PRESS RELEASE
GENEVA, February 20, 2009 — The United Nations Human Rights Council special session today on the financial crisis is a waste of the organization’s precious time, resources, and moral capital, said a human rights watchdog group.
“Instead of addressing outrages like China’s killings in Tibet, Russian brutality in Chechnya and Georgia, or radical Islamist terror in Mumbai, Kabul, Baghdad, and around the globe, the council is wasting its precious time, resources, and moral capital on an issue involving no clear violation, perpetrator or victim,” said Hillel Neuer, executive director of UN Watch, a Geneva based monitoring organization.
“Several other U.N. bodies deal with economic issues, but only one is mandated to deal with abuses of freedom of speech, religious repression and denial of political liberty,” said Neuer.
“The council is diverting attention from the world’s worst abusers and diluting the seriousness of the human rights agenda. It did this with an emergency session last year on the food crisis. The meeting was futile not least because the council, unlike other relevant international bodies, has neither power to exercise nor money to allocate. Today’s meeting will be equally futile.”
“If banking, mortgages and stocks are a human rights issue, what isn’t? If everything is a human right issue, then nothing is. It’s the same problem with the new UN report decrying extreme weather and dropping sea levels for ‘violating the rights of peoples’,” said Neuer.
“The political agenda here is a bit more than nothingness. Many dictatorships at the U.N. want to point an accusing finger at the failures of the democratic West, to convince their subjects of the superiority of repressive regimes ruled by the likes of Qaddafi, Castro, and the Chinese Communist Party.”
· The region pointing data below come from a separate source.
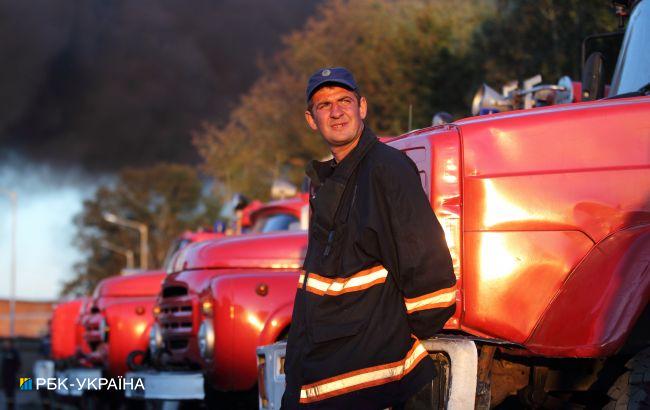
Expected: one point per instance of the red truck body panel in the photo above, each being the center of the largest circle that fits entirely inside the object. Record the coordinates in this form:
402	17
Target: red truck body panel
126	304
227	273
66	329
555	220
The council was created in 2006 to replace its discredited predecessor, the Commission on Human Rights. Despite claiming to be reformed, the 47-nation council actually intensified the disproportionate criticism of Israel that discredited the commission, in 21 of 26 council censures of countries, and in 5 out of 9 emergency sessions. The resolutions protested Israeli actions, but not those of Hamas and Hezbollah.